E il fatto che il sistema escogitato dai misogini di The Handmaid’s Tale “funzioni” nei confronti del problema principale (la sterilità causata dall’inquinamento) è un elemento particolarmente significativo: no, cari spettatori, non sempre il fine giustifica i mezzi, una riflessione da tenere a mente in più situazioni, non solo quanto una nascente teocrazia minaccia di ribaltare completamente la nazione in cui vivi.
In queste settimane c’è stato anche spazio per critiche piuttosto aspre. Per esempio, intorno a The Handmaid’s Tale è stata sollevata una questione razziale: qualcuno si è chiesto quanto sia credibile, o opportuno, che un presente distopico ambientato negli Stati Uniti dimentichi completamente l’elemento della razza, riducendo tutti i problemi a uno scontro di genere. Com’è possibile, insomma, che un Paese che da secoli è avvelenato da un razzismo mai del tutto sconfitto, possa diventare una società in cui l’unico scontro sia quello maschio-femmina?
Questione di lana caprina, forse, magari una polemica eccessiva, ma che non è priva di qualche ragionevolezza, nel momento in cui non nega la qualità della serie, ma semplicemente evidenzia una sua colpevole leggerezza.
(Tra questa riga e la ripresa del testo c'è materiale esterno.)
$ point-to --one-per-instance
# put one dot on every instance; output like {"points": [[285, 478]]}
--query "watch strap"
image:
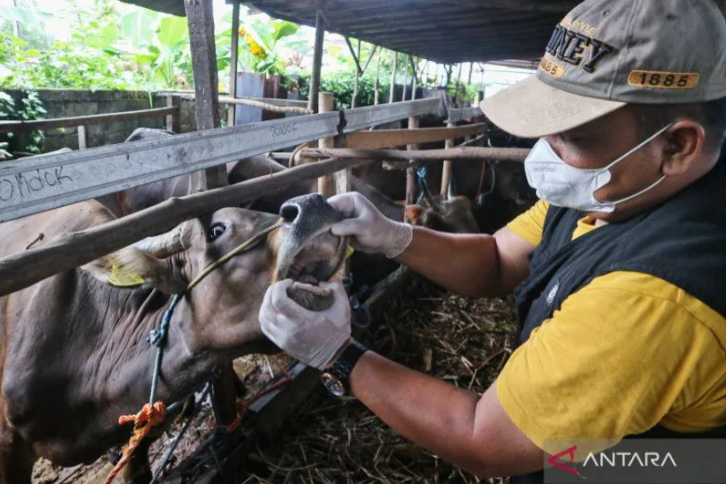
{"points": [[344, 364]]}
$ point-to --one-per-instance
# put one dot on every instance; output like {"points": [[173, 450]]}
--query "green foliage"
{"points": [[263, 46], [31, 107], [341, 83]]}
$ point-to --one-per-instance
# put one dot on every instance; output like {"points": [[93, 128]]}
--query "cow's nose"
{"points": [[311, 209], [289, 212]]}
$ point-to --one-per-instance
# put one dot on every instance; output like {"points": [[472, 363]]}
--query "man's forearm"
{"points": [[467, 264]]}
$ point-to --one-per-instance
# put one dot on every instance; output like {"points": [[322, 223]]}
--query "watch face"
{"points": [[333, 384]]}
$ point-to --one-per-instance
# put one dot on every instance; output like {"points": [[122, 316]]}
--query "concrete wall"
{"points": [[61, 103]]}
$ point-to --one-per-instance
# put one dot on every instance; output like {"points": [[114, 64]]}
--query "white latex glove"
{"points": [[369, 229], [312, 337]]}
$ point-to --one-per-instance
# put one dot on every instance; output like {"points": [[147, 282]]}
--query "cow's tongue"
{"points": [[310, 296]]}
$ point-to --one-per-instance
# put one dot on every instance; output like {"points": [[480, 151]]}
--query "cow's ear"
{"points": [[130, 267]]}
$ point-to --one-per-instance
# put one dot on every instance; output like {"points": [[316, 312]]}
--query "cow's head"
{"points": [[221, 312]]}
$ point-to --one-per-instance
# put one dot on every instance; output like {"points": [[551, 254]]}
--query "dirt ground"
{"points": [[460, 340]]}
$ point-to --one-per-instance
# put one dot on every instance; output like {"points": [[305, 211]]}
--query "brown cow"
{"points": [[73, 354], [450, 217]]}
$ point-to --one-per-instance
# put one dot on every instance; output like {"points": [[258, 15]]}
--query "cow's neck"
{"points": [[140, 311]]}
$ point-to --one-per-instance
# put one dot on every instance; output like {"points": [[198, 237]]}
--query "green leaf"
{"points": [[137, 27], [24, 15], [105, 36], [172, 31], [284, 29]]}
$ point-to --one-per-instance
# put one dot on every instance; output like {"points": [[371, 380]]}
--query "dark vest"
{"points": [[681, 241]]}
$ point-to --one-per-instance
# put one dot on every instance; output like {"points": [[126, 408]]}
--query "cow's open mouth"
{"points": [[317, 260]]}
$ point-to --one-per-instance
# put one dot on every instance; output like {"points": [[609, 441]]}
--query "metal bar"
{"points": [[20, 126], [245, 100], [37, 184], [389, 138], [456, 115], [400, 156]]}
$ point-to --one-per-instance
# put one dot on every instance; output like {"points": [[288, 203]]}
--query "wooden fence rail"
{"points": [[246, 100], [25, 268], [33, 185], [18, 126]]}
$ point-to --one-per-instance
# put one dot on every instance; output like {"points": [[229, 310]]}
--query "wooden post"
{"points": [[414, 78], [315, 75], [404, 84], [172, 119], [411, 183], [354, 99], [447, 166], [393, 79], [82, 138], [376, 81], [326, 184], [204, 63], [235, 36]]}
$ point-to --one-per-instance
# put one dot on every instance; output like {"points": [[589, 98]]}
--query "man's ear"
{"points": [[131, 267], [684, 145]]}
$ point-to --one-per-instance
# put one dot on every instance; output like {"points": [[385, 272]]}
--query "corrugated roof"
{"points": [[442, 31], [445, 31]]}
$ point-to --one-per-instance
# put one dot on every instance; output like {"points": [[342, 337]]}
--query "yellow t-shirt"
{"points": [[624, 353]]}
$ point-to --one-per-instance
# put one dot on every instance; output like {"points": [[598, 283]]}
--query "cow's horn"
{"points": [[168, 243]]}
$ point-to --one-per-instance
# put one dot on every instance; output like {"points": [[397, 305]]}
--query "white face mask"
{"points": [[563, 185]]}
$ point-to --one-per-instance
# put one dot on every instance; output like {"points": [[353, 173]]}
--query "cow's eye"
{"points": [[216, 230]]}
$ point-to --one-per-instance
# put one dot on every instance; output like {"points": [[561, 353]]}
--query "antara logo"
{"points": [[611, 459], [630, 459], [570, 452]]}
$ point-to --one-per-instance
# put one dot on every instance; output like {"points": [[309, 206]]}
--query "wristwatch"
{"points": [[335, 378]]}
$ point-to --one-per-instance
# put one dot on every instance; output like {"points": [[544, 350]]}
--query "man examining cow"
{"points": [[618, 270]]}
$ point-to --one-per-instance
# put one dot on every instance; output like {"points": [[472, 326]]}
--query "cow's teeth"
{"points": [[308, 279]]}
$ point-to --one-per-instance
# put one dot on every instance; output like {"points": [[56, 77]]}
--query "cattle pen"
{"points": [[332, 142]]}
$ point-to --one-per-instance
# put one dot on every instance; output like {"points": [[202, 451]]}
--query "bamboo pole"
{"points": [[201, 24], [447, 166], [326, 184], [376, 81], [411, 186], [315, 77], [354, 98], [393, 79], [234, 38]]}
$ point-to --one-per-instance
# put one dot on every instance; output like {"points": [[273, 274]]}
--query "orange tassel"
{"points": [[148, 417]]}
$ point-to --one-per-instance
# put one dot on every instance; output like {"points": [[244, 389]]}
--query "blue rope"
{"points": [[158, 338]]}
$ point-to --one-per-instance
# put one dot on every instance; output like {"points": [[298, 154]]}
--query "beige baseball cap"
{"points": [[607, 53]]}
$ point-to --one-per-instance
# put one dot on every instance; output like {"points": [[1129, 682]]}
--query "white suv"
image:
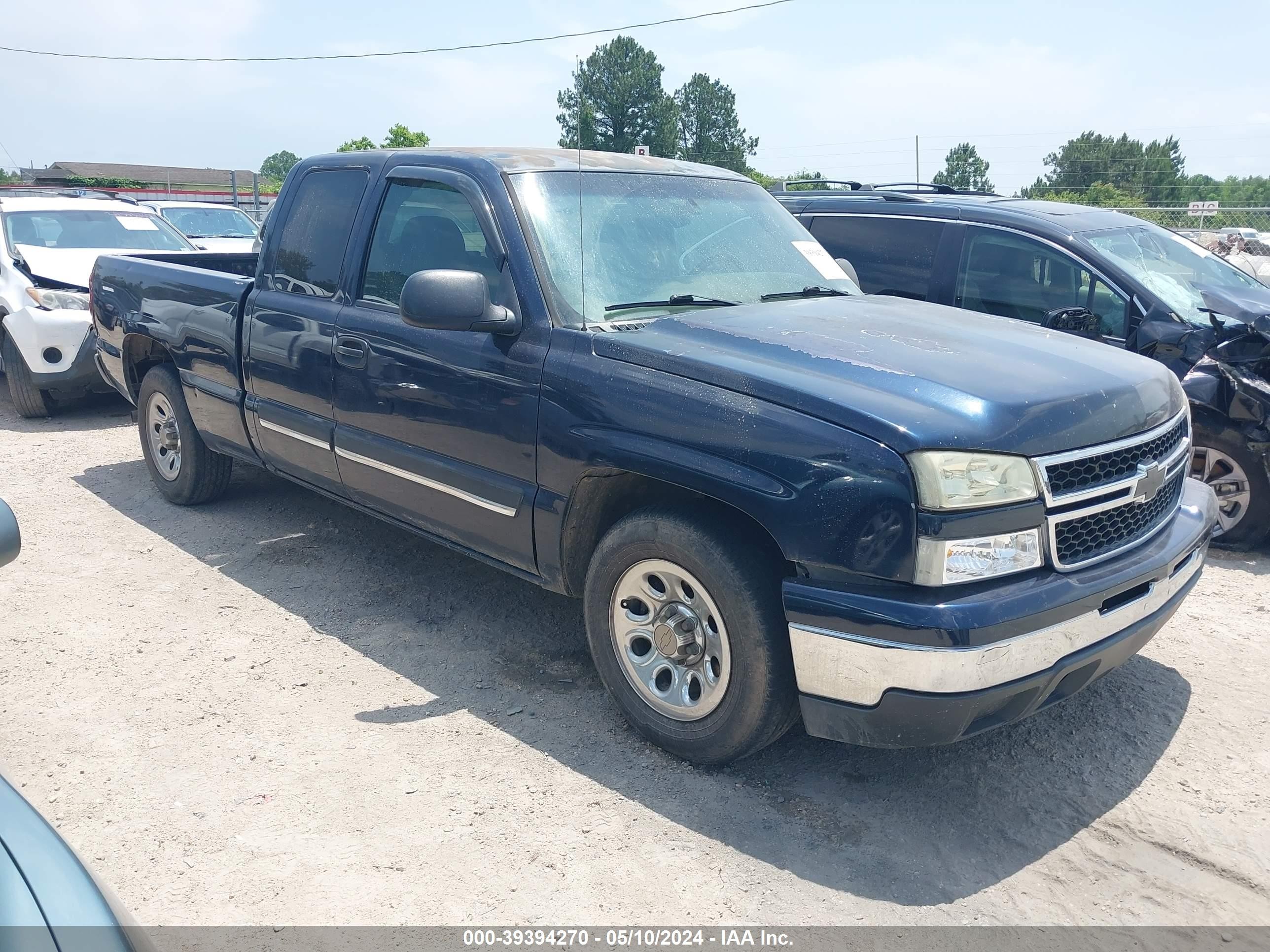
{"points": [[216, 228], [50, 244]]}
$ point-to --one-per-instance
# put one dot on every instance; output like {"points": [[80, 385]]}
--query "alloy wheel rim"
{"points": [[671, 640], [164, 437], [1230, 484]]}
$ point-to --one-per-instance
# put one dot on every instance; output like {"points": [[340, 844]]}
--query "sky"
{"points": [[832, 85]]}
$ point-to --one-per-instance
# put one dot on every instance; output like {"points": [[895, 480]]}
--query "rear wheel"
{"points": [[1238, 479], [687, 631], [181, 465], [28, 400]]}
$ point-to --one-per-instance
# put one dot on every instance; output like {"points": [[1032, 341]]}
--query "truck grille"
{"points": [[1086, 537], [1112, 466], [1101, 501]]}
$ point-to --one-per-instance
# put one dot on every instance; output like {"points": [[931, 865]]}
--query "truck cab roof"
{"points": [[519, 160]]}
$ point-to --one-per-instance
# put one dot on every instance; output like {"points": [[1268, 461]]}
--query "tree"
{"points": [[399, 137], [621, 104], [964, 168], [277, 166], [1155, 173], [1100, 195], [803, 174], [709, 129]]}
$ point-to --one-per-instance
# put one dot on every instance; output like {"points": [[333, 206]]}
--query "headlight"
{"points": [[59, 300], [949, 561], [957, 480]]}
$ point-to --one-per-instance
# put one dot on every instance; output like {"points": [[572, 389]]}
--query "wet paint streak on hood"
{"points": [[64, 266], [914, 375]]}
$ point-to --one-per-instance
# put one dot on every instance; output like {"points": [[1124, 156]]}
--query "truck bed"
{"points": [[192, 306]]}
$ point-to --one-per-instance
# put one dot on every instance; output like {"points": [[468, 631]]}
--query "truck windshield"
{"points": [[1170, 267], [93, 229], [210, 223], [667, 241]]}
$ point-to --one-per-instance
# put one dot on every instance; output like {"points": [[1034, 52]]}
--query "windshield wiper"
{"points": [[676, 301], [810, 291]]}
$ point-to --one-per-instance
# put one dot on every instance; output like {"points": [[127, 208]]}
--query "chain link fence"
{"points": [[1181, 220]]}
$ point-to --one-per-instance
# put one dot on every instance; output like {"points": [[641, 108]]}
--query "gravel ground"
{"points": [[277, 710]]}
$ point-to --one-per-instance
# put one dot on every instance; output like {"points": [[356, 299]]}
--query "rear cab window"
{"points": [[1019, 277], [891, 256], [310, 250]]}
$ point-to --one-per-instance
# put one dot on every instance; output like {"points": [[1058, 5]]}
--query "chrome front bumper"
{"points": [[843, 667]]}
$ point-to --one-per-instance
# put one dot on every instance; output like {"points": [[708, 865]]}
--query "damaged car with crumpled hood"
{"points": [[1209, 323], [1090, 272]]}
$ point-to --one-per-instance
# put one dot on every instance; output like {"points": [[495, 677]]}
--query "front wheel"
{"points": [[687, 631], [181, 465], [1238, 479]]}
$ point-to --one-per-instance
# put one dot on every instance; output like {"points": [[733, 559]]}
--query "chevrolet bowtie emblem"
{"points": [[1151, 477]]}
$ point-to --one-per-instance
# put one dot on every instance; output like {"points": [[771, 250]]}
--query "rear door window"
{"points": [[316, 234], [891, 256], [1014, 276]]}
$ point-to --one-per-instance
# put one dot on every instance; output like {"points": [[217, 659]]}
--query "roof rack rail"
{"points": [[68, 192], [942, 188], [784, 184]]}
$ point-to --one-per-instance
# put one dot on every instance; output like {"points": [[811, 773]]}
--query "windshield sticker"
{"points": [[136, 223], [819, 259]]}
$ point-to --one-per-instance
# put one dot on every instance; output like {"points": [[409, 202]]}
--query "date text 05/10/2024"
{"points": [[627, 938]]}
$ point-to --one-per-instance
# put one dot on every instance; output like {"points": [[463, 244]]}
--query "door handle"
{"points": [[351, 352]]}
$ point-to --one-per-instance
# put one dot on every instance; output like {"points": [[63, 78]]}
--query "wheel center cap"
{"points": [[675, 635]]}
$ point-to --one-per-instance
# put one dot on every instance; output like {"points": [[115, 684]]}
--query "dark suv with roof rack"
{"points": [[1088, 271]]}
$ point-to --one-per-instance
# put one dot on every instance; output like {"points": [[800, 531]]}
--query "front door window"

A conti fatti, però, mi sembra che il bilancio possa essere estremamente positivo. Anzi, il fatto che qualcuno percepisca delle mancanze è in parte un punto d’orgoglio: lungi dal limitarsi a offrire un semplice “intrattenimento”, The Handmaid’s Tale costruisce uno scenario artistico in cui lo spettatore viene continuamente ingaggiato, schiaffeggiato, stimolato. A volte in modo bieco, barbaro e diretto, altre volte in modo più sottile.
La possibilità di interpretazioni e reazioni diverse, a seconda della sensibilità di ognuno, e la delusione di chi avrebbe voluto veder trattati meglio temi a lui più cari, sottolineano comunque la forza espressiva di una serie che lascia il segno, che spinge a una riflessione che vada oltre il momento in cui la puntata finisce.
Un prodotto ambizioso, dunque, che in quell’ambizione ogni tanto sbanda, ma da cui ha estratto la grandezza.